Triumph Over AIDS hail - Red, orange, yellow, green, blue, purple, and dark stripes. Made for AIDS casualties and the individuals who bolster them. Unmistakably in view of the Gay Pride rainbow hail. In spite of the fact that it depends on the Gay Pride signal, it in all probability does not just speak to AIDS in the male gay community.

A man of any sexual introduction and gender personality can contract HIV or AIDS. The additional dark stripe presumably speaks to death, however it is conceivable that it speaks to triumph over haziness.

 

 

 

 

Marriage Equality Flag

 

Marriage Equality - A red foundation with a pink equivalents sign - For each one of the individuals who bolster the privilege of individuals to wed whomever they pick, paying little mind to sexual introduction or gender personality. It is normally illustrative of the fight for same-sex marriage in the United States yet can likewise speak to rise to conjugal rights internationally. The banner was originally a blue foundation with a yellow equivalents sign. It was made by the Human Rights Campaign, an association that battles for LGBT rights. It turned out to be increasingly well known while the interest for level with conjugal rights started the country, so the association transformed it to red and pink to speak to love, energy, equality, and the strange community.

 

 

 

 

 

Straight Ally For LGBTQ Rights

 

Partner Pride (Inverted V-molded Rainbow triangle against highly contrasting stripes - Allies, who generally recognize as straight and cisgender, supporting the LGBT community, however it can likewise include individuals of every sexual introduction and gender personalities. The inverted rainbow V speaks to the An in Activism while the dark stripes speak to heterosexuality.)

 

 

 

 

 

 

Metrosexual Pride Flag

 

Metrosexual Pride - Light dim stripe, dull dim stripe, dark stripe, purple stripe, dark stripe, dim stripe, light dim stripe with a photo of a metrosexual man in the upper left corner [the man may be Mark Thaler, maker of the flag].

Metrosexual: It is misty what each shading implies. The maker Mark Thaler offers memorabilia with this banner on it.)

 

 

 

 

 

Heterosexuality Flag

 

Heterosexual Pride - Black and white stripes - Heterosexual, generally cisgender, individuals. The high contrast stripes speak to appreciation for the contrary sex. The expression "heterosexual" was coined in the mid-nineteenth century by an Austro-Hungarian columnist named Károly Mária Kertbeny.

This is an exceptionally dubious banner in light of the fact that dissimilar to the Ally Pride hail, which speaks to straight individuals and other people who particularly bolster the LGBT community, the heterosexual banner isn't really a partner signal.
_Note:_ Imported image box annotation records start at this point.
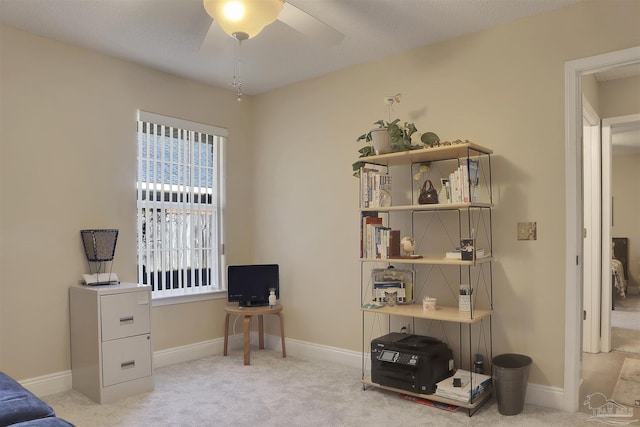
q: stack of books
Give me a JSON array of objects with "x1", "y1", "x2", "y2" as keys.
[{"x1": 360, "y1": 168, "x2": 391, "y2": 208}]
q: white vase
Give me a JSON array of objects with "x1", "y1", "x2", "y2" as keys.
[{"x1": 371, "y1": 128, "x2": 393, "y2": 154}]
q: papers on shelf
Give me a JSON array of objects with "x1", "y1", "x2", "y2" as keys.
[
  {"x1": 444, "y1": 249, "x2": 487, "y2": 259},
  {"x1": 435, "y1": 369, "x2": 491, "y2": 403}
]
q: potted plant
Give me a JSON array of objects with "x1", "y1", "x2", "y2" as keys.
[{"x1": 358, "y1": 119, "x2": 420, "y2": 155}]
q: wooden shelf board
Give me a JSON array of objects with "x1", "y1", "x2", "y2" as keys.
[
  {"x1": 362, "y1": 377, "x2": 492, "y2": 409},
  {"x1": 358, "y1": 143, "x2": 493, "y2": 166},
  {"x1": 361, "y1": 304, "x2": 493, "y2": 324},
  {"x1": 360, "y1": 255, "x2": 493, "y2": 265},
  {"x1": 360, "y1": 202, "x2": 493, "y2": 212}
]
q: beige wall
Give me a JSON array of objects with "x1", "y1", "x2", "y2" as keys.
[
  {"x1": 599, "y1": 77, "x2": 640, "y2": 286},
  {"x1": 0, "y1": 27, "x2": 253, "y2": 379},
  {"x1": 254, "y1": 1, "x2": 640, "y2": 387},
  {"x1": 611, "y1": 154, "x2": 640, "y2": 286},
  {"x1": 598, "y1": 77, "x2": 640, "y2": 118},
  {"x1": 0, "y1": 0, "x2": 640, "y2": 398}
]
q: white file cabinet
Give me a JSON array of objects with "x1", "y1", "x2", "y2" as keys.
[{"x1": 69, "y1": 283, "x2": 154, "y2": 403}]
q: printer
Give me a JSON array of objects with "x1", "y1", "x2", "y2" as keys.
[{"x1": 371, "y1": 332, "x2": 454, "y2": 394}]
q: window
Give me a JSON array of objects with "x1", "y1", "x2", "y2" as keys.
[{"x1": 136, "y1": 111, "x2": 227, "y2": 299}]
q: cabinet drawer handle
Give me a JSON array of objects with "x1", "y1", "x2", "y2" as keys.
[{"x1": 120, "y1": 360, "x2": 136, "y2": 369}]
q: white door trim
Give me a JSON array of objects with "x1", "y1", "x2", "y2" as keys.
[
  {"x1": 582, "y1": 96, "x2": 602, "y2": 353},
  {"x1": 564, "y1": 46, "x2": 640, "y2": 412}
]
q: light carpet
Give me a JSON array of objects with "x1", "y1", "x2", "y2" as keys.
[
  {"x1": 611, "y1": 357, "x2": 640, "y2": 406},
  {"x1": 611, "y1": 328, "x2": 640, "y2": 353},
  {"x1": 44, "y1": 350, "x2": 593, "y2": 427}
]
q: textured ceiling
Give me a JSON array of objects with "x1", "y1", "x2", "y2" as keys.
[{"x1": 0, "y1": 0, "x2": 580, "y2": 94}]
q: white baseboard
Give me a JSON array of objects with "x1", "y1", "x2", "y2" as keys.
[
  {"x1": 20, "y1": 332, "x2": 564, "y2": 410},
  {"x1": 20, "y1": 371, "x2": 71, "y2": 396}
]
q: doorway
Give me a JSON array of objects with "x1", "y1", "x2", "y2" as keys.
[{"x1": 563, "y1": 46, "x2": 640, "y2": 412}]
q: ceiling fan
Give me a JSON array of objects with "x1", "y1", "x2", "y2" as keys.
[{"x1": 203, "y1": 0, "x2": 344, "y2": 46}]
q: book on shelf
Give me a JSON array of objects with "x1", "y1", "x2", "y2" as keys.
[
  {"x1": 435, "y1": 369, "x2": 491, "y2": 403},
  {"x1": 441, "y1": 158, "x2": 480, "y2": 203},
  {"x1": 360, "y1": 211, "x2": 382, "y2": 258},
  {"x1": 460, "y1": 239, "x2": 476, "y2": 261},
  {"x1": 389, "y1": 230, "x2": 400, "y2": 258},
  {"x1": 360, "y1": 168, "x2": 391, "y2": 208}
]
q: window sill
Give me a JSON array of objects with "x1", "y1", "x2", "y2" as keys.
[{"x1": 152, "y1": 288, "x2": 227, "y2": 307}]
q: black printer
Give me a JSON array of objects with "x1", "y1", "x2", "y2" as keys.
[{"x1": 371, "y1": 332, "x2": 454, "y2": 394}]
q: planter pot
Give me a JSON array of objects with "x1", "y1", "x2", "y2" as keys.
[{"x1": 371, "y1": 129, "x2": 393, "y2": 154}]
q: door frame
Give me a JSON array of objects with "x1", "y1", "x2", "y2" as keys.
[
  {"x1": 582, "y1": 96, "x2": 603, "y2": 353},
  {"x1": 563, "y1": 46, "x2": 640, "y2": 412}
]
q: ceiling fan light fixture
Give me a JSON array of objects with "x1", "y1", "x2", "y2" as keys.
[{"x1": 203, "y1": 0, "x2": 284, "y2": 40}]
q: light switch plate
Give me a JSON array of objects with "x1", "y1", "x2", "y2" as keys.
[{"x1": 518, "y1": 222, "x2": 538, "y2": 240}]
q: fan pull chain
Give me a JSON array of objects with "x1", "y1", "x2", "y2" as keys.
[{"x1": 231, "y1": 33, "x2": 245, "y2": 102}]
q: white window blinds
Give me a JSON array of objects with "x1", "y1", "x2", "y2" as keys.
[{"x1": 136, "y1": 111, "x2": 227, "y2": 298}]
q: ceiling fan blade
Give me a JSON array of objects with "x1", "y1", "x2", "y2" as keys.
[{"x1": 278, "y1": 2, "x2": 344, "y2": 46}]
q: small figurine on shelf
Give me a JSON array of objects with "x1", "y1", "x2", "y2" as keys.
[
  {"x1": 400, "y1": 236, "x2": 416, "y2": 255},
  {"x1": 269, "y1": 289, "x2": 276, "y2": 308}
]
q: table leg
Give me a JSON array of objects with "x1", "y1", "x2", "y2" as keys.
[
  {"x1": 223, "y1": 313, "x2": 229, "y2": 356},
  {"x1": 243, "y1": 316, "x2": 251, "y2": 365},
  {"x1": 258, "y1": 314, "x2": 264, "y2": 350}
]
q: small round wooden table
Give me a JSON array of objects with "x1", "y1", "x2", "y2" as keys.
[{"x1": 224, "y1": 304, "x2": 287, "y2": 365}]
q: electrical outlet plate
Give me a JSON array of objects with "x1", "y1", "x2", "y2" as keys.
[{"x1": 518, "y1": 222, "x2": 538, "y2": 240}]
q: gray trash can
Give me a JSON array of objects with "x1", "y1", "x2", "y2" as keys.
[{"x1": 492, "y1": 354, "x2": 532, "y2": 415}]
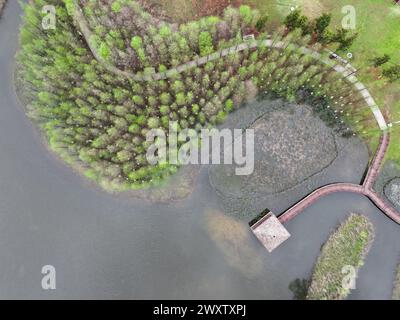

Some heterosexual-distinguished individuals utilize the banner as a homophobic response to LGBT pride.

Others may utilize the banner as an indicator of their sexual introduction, yet even that inspiration is exceptionally faulty to the possibility of equality notwithstanding benefit. Be that as it may, it is conceivable to be heterosexual and trans* or non-binary, so now and then individuals utilize this to speak to pride while as yet being a piece of the LGBT community.

 

Cisgender Pride Flag Stamp

 

Cisgender Pride - Three flat stripes, through and through: Gray, Light Gray, and Gray. Cisgender. I don't know who made this banner or what the hues originally implied, yet my figure is that Gray may speak to purported "commonality", even however cisgender individuals are not by one means or another more typical than anybody else and Light Gray may speak to gender when all is said in done.